La sonrisa de Perón se había disuelto en una mueca que le pareció de disgusto. Friedman empezó a tartamudear, que era lo que le pasaba al ponerse nervioso. En cualquier momento se mandaría otra cagada. De Santis cerró los ojos. Y así, con los ojos cerrados y el upite fruncido, escuchó la voz de Perón.

—Es hora de renunciamientos, muchachos. ¿Saben qué pasa? Esos bárbaros son capaces de bombardear la destilería. Imagínense, ¡la obra de mi vida!

De Santis abrió los ojos y, de puro impulso, miró hacia el río. Un golpe de brisa había levantado el celaje y pudo ver, a lo lejos, un buque de extraño aspecto. Echaba humo por una única y gigantesca chimenea, ubicada en el centro del casco, inmediatamente detrás de un mástil rematado en lo que parecía un tanque de agua. Por los toldos extendidos en cubierta, que le daban un gran parecido a las bañaderas que paseaban turistas los fines de semana, pensó que se trataba de un barco de excursión. Fue Friedman quien advirtió los cañones. Y en la popa, una bandera azul, blanca y roja.

—¿Se va...?

Gilaberte había tomado el maletín de la mano de Perón y lo esperaba junto a la planchada. Perón asintió.

—Y nosotros —se atragantó de Santis— ¿qué hacemos?

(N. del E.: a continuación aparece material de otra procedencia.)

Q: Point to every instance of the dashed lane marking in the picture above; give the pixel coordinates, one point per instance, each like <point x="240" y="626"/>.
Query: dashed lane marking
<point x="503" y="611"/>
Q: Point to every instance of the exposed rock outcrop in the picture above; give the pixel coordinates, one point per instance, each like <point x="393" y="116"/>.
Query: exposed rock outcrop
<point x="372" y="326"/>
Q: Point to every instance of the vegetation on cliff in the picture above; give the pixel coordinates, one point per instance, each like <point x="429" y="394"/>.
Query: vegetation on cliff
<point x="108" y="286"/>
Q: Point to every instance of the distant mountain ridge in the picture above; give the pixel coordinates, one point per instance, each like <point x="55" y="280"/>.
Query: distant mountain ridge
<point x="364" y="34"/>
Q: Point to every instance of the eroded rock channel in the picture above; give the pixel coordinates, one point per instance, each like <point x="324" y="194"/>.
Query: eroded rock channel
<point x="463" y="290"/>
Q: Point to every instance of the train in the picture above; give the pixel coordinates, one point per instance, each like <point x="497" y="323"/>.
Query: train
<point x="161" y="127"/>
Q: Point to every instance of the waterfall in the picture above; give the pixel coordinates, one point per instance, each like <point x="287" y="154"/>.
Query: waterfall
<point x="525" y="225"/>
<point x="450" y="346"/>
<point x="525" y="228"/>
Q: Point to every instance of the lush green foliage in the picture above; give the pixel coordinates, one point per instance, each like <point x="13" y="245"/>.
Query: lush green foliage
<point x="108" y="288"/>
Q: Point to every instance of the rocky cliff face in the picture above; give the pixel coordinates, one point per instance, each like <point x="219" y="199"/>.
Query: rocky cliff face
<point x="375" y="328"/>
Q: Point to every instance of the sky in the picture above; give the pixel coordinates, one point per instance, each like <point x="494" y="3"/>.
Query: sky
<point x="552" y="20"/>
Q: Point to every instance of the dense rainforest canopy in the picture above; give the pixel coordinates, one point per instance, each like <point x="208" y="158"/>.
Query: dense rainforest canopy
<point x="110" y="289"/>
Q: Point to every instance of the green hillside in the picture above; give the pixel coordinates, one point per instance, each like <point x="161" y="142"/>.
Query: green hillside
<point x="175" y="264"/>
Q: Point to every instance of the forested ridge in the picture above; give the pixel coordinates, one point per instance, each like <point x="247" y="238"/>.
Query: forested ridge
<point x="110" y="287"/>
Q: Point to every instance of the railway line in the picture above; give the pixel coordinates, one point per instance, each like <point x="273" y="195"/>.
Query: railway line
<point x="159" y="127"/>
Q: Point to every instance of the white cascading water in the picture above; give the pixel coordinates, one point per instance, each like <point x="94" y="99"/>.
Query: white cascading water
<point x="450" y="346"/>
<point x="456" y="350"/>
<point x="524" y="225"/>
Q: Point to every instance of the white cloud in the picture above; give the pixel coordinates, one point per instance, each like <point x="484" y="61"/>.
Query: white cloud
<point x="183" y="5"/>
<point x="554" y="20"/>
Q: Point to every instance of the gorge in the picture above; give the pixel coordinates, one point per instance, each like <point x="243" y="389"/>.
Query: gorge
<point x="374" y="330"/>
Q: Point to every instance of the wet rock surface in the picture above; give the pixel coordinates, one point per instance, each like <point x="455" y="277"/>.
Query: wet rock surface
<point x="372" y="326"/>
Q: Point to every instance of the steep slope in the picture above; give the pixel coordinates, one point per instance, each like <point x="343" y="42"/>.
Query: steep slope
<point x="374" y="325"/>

Perón dio un paso, acercándose a los dos afiliados a la Unión Tranviarios Automotor. Le llevaba a De Santis una cabeza, y media más al esmirriado Friedman. Pero hasta De Santis, que a pesar de su juventud ya mostraba signos inequívocos de la gordura que iría adquiriendo por culpa de tanta mala sangre, se sentía un enclenque al lado del General.

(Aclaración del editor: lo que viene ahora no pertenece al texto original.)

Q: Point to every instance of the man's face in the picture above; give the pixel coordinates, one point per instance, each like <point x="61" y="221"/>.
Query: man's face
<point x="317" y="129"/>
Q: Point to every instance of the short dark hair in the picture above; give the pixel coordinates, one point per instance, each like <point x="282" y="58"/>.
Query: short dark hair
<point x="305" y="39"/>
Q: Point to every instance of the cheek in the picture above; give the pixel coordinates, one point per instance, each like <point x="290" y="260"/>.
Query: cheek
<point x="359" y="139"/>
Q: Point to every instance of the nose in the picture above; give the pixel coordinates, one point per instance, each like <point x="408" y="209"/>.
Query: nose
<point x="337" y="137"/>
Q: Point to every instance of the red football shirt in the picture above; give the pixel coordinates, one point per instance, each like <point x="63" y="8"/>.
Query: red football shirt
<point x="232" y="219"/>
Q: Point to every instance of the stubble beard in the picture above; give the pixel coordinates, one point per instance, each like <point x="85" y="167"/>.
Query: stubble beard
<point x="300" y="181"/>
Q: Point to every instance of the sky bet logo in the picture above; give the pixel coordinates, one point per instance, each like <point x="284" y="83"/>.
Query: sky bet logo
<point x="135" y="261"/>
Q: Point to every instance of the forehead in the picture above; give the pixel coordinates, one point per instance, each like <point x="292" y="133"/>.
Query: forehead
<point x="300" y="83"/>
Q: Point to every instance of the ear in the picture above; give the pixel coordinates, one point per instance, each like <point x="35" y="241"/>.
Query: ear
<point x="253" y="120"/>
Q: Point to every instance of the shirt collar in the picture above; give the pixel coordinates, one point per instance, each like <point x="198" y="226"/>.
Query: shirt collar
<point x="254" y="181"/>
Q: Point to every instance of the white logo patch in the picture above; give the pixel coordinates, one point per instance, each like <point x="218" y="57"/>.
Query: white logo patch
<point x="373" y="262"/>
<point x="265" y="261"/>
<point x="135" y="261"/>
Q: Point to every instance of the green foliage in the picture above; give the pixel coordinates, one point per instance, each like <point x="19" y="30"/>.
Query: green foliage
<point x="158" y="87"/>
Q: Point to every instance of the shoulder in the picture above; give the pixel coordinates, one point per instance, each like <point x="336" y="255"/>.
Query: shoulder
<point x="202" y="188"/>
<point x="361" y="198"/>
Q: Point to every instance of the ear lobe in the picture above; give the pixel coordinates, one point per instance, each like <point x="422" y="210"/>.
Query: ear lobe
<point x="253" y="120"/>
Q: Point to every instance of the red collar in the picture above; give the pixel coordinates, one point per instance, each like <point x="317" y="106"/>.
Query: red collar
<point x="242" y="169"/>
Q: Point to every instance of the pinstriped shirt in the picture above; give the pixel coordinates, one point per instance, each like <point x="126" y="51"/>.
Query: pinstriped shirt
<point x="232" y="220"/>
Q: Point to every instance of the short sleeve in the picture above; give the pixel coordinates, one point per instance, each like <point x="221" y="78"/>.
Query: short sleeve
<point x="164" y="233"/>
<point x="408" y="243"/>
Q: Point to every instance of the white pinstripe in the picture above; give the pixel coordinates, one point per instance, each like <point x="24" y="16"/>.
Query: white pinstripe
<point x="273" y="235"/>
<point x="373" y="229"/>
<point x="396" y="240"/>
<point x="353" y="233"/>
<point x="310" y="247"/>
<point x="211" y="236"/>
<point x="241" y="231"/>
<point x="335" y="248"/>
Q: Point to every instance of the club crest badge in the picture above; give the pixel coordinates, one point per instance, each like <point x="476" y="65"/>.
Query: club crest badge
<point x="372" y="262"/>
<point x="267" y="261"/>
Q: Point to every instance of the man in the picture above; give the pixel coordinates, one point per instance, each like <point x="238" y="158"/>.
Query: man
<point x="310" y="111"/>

Éste le puso una mano en el hombro, la derecha, mientras apoyaba la izquierda en el de Friedman.

—Ustedes despreocúpense, que yo ya vuelvo. Entre tanto, serán mis ojos y oídos en la Argentina.

De Santis sintió un nudo en el estómago. Y sin que supiera por qué, se le escaparon un par de lágrimas.

—¿Nosotros?

—Naturalmente. Les dejé una doctrina, una mística y una organización. Yo sé que usted y Friedman sabrán emplearlas cuando llegue la hora.

—Pero... —balbuceó De Santis, que no sabía qué decir— ... pero este, es judío.

—¡Tanto mejor! —exclamó Perón, y dando media vuelta, se perdió en la bruma.

—¡Hasta pronto! —escuchó De Santis —¡Y cuídense; no se me vayan a resfriar!

Permanecieron en el muelle, bajo la lluvia, que ya parecía eterna. Después de un rato, De Santis rodeó con un brazo la huesuda espalda del guarda.

—Ahora sí que estamos jodidos, ruso.